ChromeLoader browser malware spreads via pirated games and QR codes
A new malvertising campaign has emerged in which ChromeLoader malware is used to hijack browsers and steal data.
A sudden and unexpected spike in browser hijacking campaigns using ChromeLoader malware has been detected recently, said Aedan Russell of Red Canary. Russell noted that attackers aim to hijack browsers via the “ubiquitous and persistent” ChromeLoader malware that can modify browser settings and redirect the victim to advertising sites.
The malvertising campaign is financially motivated as the attackers are part of a larger affiliate marketing network and redirect the user to advertising sites.
What is ChromeLoader?
For your information, ChromeLoader is a Chrome browser extension distributed as ISO files via pay-to-install websites and scam social media posts that usually offer QR codes, pirated movies or pirated video games.
ChromeLoader modifies web browser settings to display search results that trick users into downloading unwanted software, visiting dating sites or adult gaming platforms, and participating in fake surveys. It is distinguished from other browser hijackers by its incredible persistence, route of infection and volume involving the abuse of PowerShell.
According to Red Canary’s blog post, malware operators are using a malicious ISO archive file to invade the system. This file is presented as cracked executable for commercial software or video game so that victims can download it from malicious sites or torrents. Malware operators also use Twitter posts to promote the malicious executable.
When a user double-clicks the file in Windows 10 or later systems, it is mounted as a virtual CD-ROM drive. Although it appears to be a game keygen or crack titled CS_Installer.exe, the executable of this ISO file actually releases the malware.
ChromeLoader then executes/decodes a PowerShell command to retrieve an archive from the remote resource and is loaded onto the system as a Chrome extension.

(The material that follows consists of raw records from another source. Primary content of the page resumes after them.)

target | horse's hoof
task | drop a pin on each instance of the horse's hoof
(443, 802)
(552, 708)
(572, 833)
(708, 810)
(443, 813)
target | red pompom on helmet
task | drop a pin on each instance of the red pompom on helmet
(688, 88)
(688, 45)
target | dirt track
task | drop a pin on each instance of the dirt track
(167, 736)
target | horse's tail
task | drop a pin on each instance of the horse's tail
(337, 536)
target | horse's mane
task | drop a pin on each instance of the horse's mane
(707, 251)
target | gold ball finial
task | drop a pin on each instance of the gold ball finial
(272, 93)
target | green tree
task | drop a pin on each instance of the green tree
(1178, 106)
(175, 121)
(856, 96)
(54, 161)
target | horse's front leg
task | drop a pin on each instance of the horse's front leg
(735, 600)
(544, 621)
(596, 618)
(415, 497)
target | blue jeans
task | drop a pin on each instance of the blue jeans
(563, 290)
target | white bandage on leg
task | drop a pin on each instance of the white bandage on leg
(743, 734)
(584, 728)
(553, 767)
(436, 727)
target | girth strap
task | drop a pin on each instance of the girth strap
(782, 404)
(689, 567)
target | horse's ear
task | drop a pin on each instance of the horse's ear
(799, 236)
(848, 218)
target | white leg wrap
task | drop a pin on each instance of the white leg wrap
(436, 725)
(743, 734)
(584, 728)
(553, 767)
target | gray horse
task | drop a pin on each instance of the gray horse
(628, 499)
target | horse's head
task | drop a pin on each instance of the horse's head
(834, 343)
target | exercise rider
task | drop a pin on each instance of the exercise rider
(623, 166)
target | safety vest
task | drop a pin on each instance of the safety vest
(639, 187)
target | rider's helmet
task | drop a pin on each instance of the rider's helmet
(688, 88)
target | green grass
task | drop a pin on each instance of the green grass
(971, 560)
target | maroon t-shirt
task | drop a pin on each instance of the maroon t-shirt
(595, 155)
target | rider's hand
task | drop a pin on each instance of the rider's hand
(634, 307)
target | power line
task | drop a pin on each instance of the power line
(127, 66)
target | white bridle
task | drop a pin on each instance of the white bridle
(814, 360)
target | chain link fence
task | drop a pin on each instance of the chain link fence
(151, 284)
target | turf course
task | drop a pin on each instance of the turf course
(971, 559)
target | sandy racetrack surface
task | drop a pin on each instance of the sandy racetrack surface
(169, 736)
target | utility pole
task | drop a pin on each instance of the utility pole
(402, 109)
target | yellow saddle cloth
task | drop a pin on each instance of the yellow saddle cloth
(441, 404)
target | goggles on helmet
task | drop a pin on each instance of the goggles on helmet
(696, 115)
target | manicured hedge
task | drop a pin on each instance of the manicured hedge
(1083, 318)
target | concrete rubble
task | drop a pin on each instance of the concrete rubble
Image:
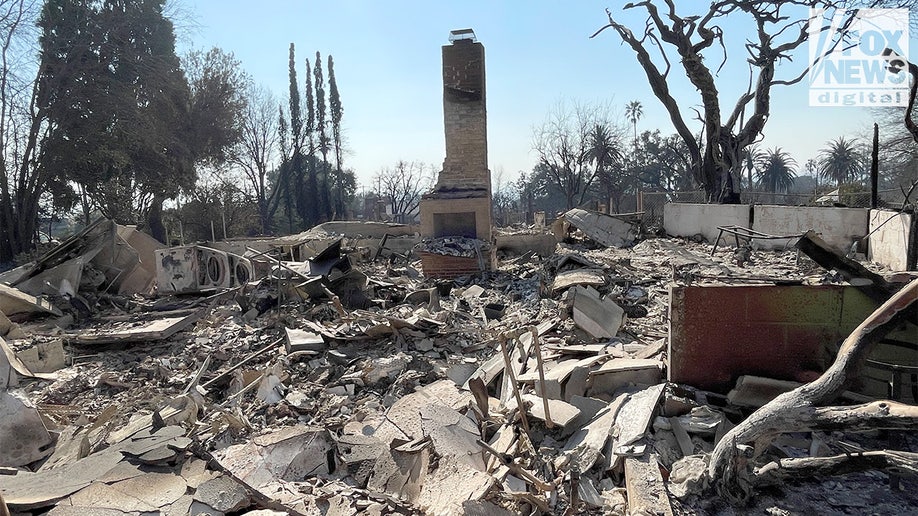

Then the PowerShell drops the scheduled task and infects Chrome with a stealth injected extension to hijack and manipulate browser results.
Red Canary researchers have identified that ChromeLoader operators also target macOS systems to manipulate the Safari and Chrome web browser. The infection chain is similar on macOS, but the attackers use the DMG (Apple Disk Image) file instead of the ISO.
Also, instead of the executable containing the installer, on macOS an installer bash script is used to download and unpack the malware extension to the private /var/tmp directory.